Lebak, BestASatu.com – Depan Ramadan 2025. Untuk banyak kebutuhan dasar, seperti rempah -rempah dan rumput, di Kabupaten Lebak, Banten, mulai meningkat. Ini karena waktu ekstrem yang dipengaruhi oleh provinsi Banten, serta fenomena umum yang terjadi sebelum pembawa berikut.
Read More : Jalur Mudik di Cianjur Banyak Berlubang, Polisi Desak Perbaikan Segera
Berthasatu.com Pemantauan di pasar tradisional di Rangasbiturnunk, Lebaku, Banten, seminggu sebelum Ramadhan 2025, hampir semua jenis kebutuhan dasar telah mengalami harga.
Beberapa barang yang mengalami pertumbuhan harga, seperti paprika yang terlatih, yang sebelumnya dijual untuk RP. 60.000 per kilogram, kini telah naik menjadi RP. 80.000 per kilogram.
Curly Red Peppers, yang awalnya menjual Rp 30.000 per kilogram, kini telah naik menjadi Rp 45.000 per kilogram. Juga dengan paprika hijau, yang awalnya menjual Rp 50.000 per kilogram, dan sekarang meningkat menjadi Rp 60.000 per kilogram.
Menurut Ramadan 2025. Tahun, cabai kecokelatan, sebelumnya dijual dengan Rp 40.000 per kilogram, sekarang dinaikkan menjadi Rp 60.000 per kilogram.
Sementara Garlić juga mengalami pertumbuhan harga, dari RP ia menjual sebelum 40.000 per kilogram menjadi Rp 45.000 per kilogram. Namun, harga Šalot dan tomat masih relatif stabil.
Kenaikan harga ini juga mempengaruhi jumlah rumput, seperti kentang dan wortel. Harga wortel, dijual lebih awal untuk RP. 15.000 per kilogram, sekarang naik ke RP. 20.000 per kilogram. Sementara itu, harga kentang dijual lebih awal menjadi Rp 16.000 per kilogram, juga meningkat menjadi Rp 20.000 per kilogram.
Seorang pedagang, target mengungkapkan bahwa pertumbuhan harga ini telah terjadi tiga hari yang lalu. Selain memulai waktu ekstrem, yang menyebabkan jumlah petani yang gagal menangkap, menaikkan harga sebelum Ramadhan.
“Dia mulai bangkit lagi, kemarin datang,” kata target ketika dia bertemu di stan penjualannya, Rabu (19.2.2025).
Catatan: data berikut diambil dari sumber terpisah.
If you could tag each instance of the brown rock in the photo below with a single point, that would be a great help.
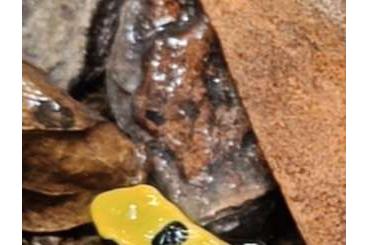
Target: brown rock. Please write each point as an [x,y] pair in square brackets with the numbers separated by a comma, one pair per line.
[169,88]
[41,213]
[68,39]
[288,58]
[44,107]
Read More : Miss Universe 2012, Maria Selena Memberi Dukungan untuk Timnas pada Pertandingan Indonesia VS Irak
Dia menjelaskan target, meskipun stok barang di pegunungannya tetap cukup stabil, dia khawatir kenaikan harga ini akan mempengaruhi orang -orang yang menurun selama Ramadhan 2025.
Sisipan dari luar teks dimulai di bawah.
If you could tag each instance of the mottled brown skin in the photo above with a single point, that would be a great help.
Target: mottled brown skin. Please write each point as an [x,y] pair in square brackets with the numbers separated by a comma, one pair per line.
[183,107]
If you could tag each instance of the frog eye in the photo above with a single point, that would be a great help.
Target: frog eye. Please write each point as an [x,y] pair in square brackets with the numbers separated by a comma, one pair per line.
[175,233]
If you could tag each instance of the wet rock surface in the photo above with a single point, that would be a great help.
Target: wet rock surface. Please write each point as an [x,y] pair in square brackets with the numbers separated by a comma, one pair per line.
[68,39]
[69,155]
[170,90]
“Alhamdlillah, stoknya masih aman. Namun, saya berharap harganya tidak akan lagi tumbuh, jadi di masyarakat masuk akal, sehingga mereka tidak mengurangi pembelian mereka,” tambah target “tambah”.
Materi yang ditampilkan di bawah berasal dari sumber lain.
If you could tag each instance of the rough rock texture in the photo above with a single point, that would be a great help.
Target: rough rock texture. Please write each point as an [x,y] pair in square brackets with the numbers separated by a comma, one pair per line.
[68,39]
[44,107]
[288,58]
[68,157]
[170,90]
Sementara itu, salah satu pelanggan, IIS Šutarih menyatakan bahwa ia telah mengeluh tentang pertumbuhan harga ini. Karena pengeluaran selama Ramadhan, biasanya lebih besar, terutama dalam persiapan untuk putus dengan cepat.
“Jelas, mereka keberatan, karena biaya selama Ramadhan umumnya lebih tinggi. Tidak hanya untuk herbal, tetapi juga dalam persiapan untuk melanggar,” kata IIS.
Warga berharap pemerintah dapat segera campur tangan untuk menstabilkan harga pasar, terutama sebelum orang -orang kudus Ramadhan 2025 sehingga bahan -bahan dasar, rumput, di rempah -rempah di dapur, tidak menaikkan harga yang terlalu signifikan.